This illustrates the substantial heterogeneity between groups.

Example: Generic baseline hazard

The following code simulates the same form of data, but this time with a user-specified inverse cumulative hazard function $\Lambda_0(t)$ supplied as an R function.

J <- 100
N <- 40
Lambda_0_inv = function( t, c=0.01, d=4.6 ) ( t^( 1/d ) )/c
beta <- 1.6
p <- c( 0.8, 0.2 )
w_values <- c( 0.8, 1.6 )
cens_perc <- 0.2
data_np <- sim_npdf( J, N, beta, Lambda_0_inv, p, w_values, cens_perc)

And again, the simulated survivor functions can be visualized as follows:

fit1 <- coxph( Surv( time, status ) ~ family, data_np, method = 'breslow')
sfit1 <- survfit(Surv( time, status ) ~ family, data_np) 
lat_pop = rep( 2, J )
lat_pop[ which( data_np$belong[ seq( 1, dim(data_np)[1], N ) ] %in%
                  w_values[2]) ] = 1
plot( sfit1, col = lat_pop, xlab = 'time', ylab = 'Survival probability',
      lwd = 1.5 )
legend( 'bottomleft', paste('Latent population', 1:2), col = 2:1,
        lty = rep(1,2), lwd = 1.5, bty = 'n' )
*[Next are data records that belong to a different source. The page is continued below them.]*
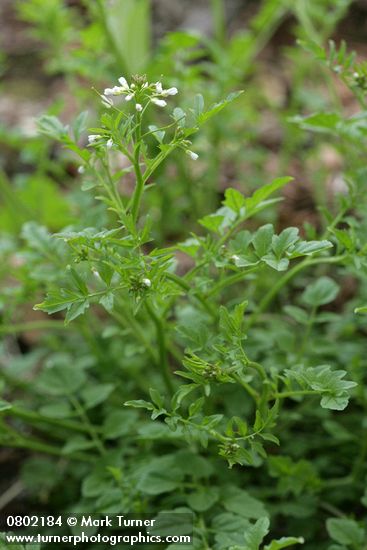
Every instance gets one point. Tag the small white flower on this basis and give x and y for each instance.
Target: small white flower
(95, 273)
(107, 102)
(170, 91)
(159, 102)
(123, 82)
(192, 155)
(92, 138)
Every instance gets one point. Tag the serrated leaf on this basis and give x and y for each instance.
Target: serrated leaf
(256, 534)
(264, 192)
(94, 395)
(262, 239)
(281, 242)
(308, 248)
(76, 309)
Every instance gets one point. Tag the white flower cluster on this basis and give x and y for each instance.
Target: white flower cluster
(154, 92)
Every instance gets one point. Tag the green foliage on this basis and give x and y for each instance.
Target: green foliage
(194, 348)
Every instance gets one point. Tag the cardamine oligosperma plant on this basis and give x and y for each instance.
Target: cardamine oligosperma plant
(213, 390)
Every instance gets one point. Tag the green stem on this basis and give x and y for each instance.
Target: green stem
(32, 416)
(161, 341)
(219, 21)
(32, 325)
(295, 393)
(183, 284)
(129, 322)
(231, 280)
(254, 394)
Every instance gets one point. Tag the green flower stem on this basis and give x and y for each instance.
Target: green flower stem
(129, 322)
(219, 21)
(229, 281)
(310, 323)
(161, 341)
Cox model with a nonparametric discrete frailty

The function npdf_cox can be used to fit the Cox model with nonparametric discrete frailty. This is based on maximum partial likelihood using an EM algorithm -- see Section 3 of @gasperoni2018nonparam. We illustrate the use of this function to fit this model to the dataset data_weib that was previously simulated.

The first argument specifies the outcome as a Surv object, and any covariates, in the standard R formula syntax used by coxph in the standard survival package. Another required argument is groups, which names a variable in the data containing the group membership indicators.

The number of latent populations can be specified in two alternative ways. If npdf_cox is called with estK=FALSE, then one model is fitted with the number of latent populations fixed at the number specified by the K argument to npdf_cox.

Alternatively, if npdf_cox is called with estK=TRUE (which is the default choice if estK is omitted) then multiple models are fitted with the number of latent groups ranging from 1 to K. This is done in the following example:

test_weib <- npdf_cox( Surv(time, status) ~ x.1 + x.2, groups = family,
                       data = data_weib, K = 4, eps_conv=10^-4)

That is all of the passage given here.